Our Panorama was due to be broadcast on 22 June. Then it was delayed until 29 June. Thomas put it on the shelf while he went on holiday for six weeks.
He said this week that “the programme we made broke new ground and it’s stood the test of time extremely well” and that “I don’t know where ShEx got its information that I and my deputy had ‘several hours of meetings and six one hour calls with the Editor and his deputy’ but it’s categorically untrue”.
According to Thomas, “we had one meeting as far as I can recall and a small number of phone calls which lasted minutes not hours. Those conversations were off-camera but not off-the-record. If any useful new information had come out of them it would have gone to the programme team but, in fact, the Post Office simply used them to repeat the refrain that Horizon was infallible and had no back-door.”
He said he was unaware of Alice Perkins’ “various roles” and had no contact with her at the BBC.
Trouble At The Post Office went out on 17 August 2015.
Perkins quit the Post Office on 31 July 2015 but stayed on at the BBC for several more years.
When asked how, from mid-May until the end of July 2015, had she managed the conflict of interest of working for one British institution which was investigating another British institution she was chairing, Perkins did not respond.
Fleet Street’s Blind Eye
Our whistle-blower, Richard Roll, told the truth, that the Horizon machine was an error factory. From August 2015 onwards, the Post Office stopped prosecuting sub-postmasters where Horizon was part of the story.
Three million people watched Trouble At The Post Office, but the Post Office continued to deny, claiming that the BBC had broadcast “unsubstantiated allegations”. Its boss, Paula Vennells, told the government body which owns the Post Office that the programme “contained no new information and received almost no pick-up from other media”.
Vennells’ last seven words were true – to the shame of Fleet Street.
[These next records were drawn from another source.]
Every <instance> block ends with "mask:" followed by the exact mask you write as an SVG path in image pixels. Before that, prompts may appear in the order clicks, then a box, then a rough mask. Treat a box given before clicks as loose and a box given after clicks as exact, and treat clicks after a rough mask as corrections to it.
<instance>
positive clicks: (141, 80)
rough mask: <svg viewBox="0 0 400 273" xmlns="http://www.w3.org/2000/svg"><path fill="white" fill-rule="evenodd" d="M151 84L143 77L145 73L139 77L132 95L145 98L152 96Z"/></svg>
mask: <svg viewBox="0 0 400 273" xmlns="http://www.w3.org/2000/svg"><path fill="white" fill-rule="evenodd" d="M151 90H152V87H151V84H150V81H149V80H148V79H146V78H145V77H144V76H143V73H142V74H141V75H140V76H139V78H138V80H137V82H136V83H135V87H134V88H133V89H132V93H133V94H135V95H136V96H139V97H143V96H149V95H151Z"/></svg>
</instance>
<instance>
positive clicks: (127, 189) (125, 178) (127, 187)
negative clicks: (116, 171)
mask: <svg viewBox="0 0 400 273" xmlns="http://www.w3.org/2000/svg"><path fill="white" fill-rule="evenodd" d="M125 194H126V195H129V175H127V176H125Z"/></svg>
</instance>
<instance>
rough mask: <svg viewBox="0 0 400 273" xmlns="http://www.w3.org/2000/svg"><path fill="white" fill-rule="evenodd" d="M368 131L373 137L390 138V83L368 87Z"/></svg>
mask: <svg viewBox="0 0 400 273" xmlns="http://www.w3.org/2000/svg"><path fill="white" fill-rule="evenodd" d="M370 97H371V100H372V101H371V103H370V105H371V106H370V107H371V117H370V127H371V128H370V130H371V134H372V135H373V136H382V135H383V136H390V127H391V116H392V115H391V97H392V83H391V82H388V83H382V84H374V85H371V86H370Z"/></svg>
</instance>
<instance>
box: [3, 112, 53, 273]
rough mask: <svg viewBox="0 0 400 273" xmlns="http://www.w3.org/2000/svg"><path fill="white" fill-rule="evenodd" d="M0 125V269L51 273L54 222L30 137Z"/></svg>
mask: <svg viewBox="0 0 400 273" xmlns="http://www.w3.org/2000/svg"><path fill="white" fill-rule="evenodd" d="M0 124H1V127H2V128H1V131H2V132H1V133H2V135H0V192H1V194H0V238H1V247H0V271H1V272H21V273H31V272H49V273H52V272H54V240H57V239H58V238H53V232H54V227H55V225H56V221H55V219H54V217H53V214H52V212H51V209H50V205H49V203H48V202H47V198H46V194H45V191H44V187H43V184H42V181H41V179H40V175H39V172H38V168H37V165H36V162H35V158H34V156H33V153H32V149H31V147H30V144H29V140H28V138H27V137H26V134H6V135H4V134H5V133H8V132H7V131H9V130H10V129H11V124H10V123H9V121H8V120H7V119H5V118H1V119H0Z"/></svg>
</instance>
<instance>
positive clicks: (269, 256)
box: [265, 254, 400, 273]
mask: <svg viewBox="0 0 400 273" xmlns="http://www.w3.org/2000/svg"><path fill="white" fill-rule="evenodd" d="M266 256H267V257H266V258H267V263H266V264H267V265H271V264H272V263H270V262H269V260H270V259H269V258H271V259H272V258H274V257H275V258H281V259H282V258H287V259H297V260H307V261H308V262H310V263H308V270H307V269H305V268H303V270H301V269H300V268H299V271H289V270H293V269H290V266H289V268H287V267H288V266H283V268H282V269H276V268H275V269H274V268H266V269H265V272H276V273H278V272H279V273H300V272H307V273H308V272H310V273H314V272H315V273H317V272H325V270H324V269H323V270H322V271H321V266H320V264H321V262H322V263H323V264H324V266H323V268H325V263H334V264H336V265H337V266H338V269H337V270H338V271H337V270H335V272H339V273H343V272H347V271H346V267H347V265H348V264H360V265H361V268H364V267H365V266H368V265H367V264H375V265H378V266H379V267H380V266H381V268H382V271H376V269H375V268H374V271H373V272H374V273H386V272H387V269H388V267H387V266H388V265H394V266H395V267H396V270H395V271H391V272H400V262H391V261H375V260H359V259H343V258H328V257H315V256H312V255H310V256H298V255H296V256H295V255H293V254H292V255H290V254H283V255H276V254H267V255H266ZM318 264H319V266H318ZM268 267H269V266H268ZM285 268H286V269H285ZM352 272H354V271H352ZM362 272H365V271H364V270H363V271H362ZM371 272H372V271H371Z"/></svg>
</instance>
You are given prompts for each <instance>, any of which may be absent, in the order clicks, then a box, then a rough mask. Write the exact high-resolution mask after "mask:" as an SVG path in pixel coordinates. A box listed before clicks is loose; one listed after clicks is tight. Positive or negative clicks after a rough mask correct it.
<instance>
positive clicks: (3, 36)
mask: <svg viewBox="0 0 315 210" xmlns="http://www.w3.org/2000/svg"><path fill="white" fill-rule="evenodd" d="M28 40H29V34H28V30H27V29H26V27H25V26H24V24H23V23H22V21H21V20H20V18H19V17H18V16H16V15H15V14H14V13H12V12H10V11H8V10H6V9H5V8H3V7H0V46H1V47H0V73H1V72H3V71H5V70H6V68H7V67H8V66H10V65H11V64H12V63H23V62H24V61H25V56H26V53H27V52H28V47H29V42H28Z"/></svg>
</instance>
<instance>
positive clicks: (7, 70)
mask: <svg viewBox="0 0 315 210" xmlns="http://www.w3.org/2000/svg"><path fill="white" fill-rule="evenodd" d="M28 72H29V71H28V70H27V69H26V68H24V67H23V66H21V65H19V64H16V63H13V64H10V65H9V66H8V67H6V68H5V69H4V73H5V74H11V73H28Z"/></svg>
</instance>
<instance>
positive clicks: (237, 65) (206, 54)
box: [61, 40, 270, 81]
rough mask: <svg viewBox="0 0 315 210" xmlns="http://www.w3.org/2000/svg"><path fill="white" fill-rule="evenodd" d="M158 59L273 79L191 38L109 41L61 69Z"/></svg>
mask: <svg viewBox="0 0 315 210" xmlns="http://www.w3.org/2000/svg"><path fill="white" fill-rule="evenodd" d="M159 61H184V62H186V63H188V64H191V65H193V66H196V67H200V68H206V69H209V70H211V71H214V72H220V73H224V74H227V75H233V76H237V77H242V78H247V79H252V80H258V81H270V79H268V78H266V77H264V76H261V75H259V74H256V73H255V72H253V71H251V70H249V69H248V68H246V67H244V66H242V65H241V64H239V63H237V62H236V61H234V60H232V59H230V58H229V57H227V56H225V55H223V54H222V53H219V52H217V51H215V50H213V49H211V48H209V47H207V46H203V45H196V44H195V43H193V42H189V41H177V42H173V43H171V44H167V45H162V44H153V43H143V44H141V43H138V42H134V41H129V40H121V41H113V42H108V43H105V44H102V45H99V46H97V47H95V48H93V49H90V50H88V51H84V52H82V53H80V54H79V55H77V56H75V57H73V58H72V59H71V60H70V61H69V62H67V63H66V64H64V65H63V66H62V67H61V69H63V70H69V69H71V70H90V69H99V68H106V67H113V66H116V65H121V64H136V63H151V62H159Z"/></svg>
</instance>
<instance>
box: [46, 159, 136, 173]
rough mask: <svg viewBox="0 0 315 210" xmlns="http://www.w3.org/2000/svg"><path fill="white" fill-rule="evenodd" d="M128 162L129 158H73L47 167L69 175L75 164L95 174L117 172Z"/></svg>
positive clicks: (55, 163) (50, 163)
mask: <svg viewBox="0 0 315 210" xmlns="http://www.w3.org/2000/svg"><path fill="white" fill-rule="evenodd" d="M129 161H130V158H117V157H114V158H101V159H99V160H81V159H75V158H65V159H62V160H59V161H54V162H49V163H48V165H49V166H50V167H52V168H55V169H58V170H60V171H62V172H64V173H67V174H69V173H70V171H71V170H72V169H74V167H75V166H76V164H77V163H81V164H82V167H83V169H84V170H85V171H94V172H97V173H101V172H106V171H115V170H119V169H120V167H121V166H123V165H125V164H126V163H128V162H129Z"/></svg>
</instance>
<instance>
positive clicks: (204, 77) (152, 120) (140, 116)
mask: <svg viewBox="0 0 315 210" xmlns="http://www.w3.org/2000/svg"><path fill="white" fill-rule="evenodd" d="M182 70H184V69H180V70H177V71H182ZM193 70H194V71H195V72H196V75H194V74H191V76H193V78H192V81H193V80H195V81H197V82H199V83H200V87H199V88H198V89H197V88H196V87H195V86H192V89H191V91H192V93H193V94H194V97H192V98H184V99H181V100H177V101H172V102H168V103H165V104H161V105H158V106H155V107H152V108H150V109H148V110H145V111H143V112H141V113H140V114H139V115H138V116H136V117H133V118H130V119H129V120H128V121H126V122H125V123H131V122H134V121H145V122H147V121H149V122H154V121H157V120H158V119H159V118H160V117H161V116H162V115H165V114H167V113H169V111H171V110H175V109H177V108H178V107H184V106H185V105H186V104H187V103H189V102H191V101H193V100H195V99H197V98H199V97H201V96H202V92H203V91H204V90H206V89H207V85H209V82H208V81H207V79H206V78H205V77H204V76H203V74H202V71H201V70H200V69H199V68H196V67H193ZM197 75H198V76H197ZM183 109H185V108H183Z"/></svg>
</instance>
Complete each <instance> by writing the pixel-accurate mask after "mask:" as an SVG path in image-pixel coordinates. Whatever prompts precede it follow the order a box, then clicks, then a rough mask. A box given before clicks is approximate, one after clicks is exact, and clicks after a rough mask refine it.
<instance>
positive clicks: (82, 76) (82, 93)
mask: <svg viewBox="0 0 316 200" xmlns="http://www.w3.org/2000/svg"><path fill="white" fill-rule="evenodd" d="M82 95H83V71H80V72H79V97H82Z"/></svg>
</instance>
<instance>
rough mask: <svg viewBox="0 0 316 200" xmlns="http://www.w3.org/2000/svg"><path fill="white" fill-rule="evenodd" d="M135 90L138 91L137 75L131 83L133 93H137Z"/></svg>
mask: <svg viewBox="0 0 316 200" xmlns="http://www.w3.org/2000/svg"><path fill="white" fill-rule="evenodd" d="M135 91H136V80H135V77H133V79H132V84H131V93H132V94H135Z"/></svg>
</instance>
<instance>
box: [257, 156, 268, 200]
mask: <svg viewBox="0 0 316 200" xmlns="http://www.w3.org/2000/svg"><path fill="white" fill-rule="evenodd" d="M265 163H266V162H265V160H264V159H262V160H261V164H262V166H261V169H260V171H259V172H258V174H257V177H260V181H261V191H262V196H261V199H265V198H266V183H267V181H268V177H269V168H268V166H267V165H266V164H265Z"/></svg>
With the exceptions of Private Eye and Computer Weekly, the media were rubbish in the early days.
But Vennells’ “no pick-up” victory was not entire. One viewer of our Panorama was Patrick Green KC who, as a result, teamed up with Mr Bates and 550 other sub-postmasters to sue the Post Office. They won and that victory made the recent ITV drama possible.
MPs of all colours stood up for their sub-postmasters, but a special mention should go to Lord James Arthbuthnot, Jo Hamilton’s then Conservative MP, who called for Vennells’ resignation in our Panorama. Instead, a Conservative Government awarded her a CBE.
In the round, I don’t think it’s fair to blame Ed Davey, Postal Affairs Minister up to 2012, or Keir Starmer, Director of Public Prosecutions up to 2013, for not challenging the Post Office head on – because they did not have the non-partisan evidence of Richard Roll to rely on.
But, from August 2015, it is fair to question the lack of judgement of successive Postal Affairs Ministers. They knew that people had gone to prison on the basis of a machine that told lies. And they did too little about it, too late.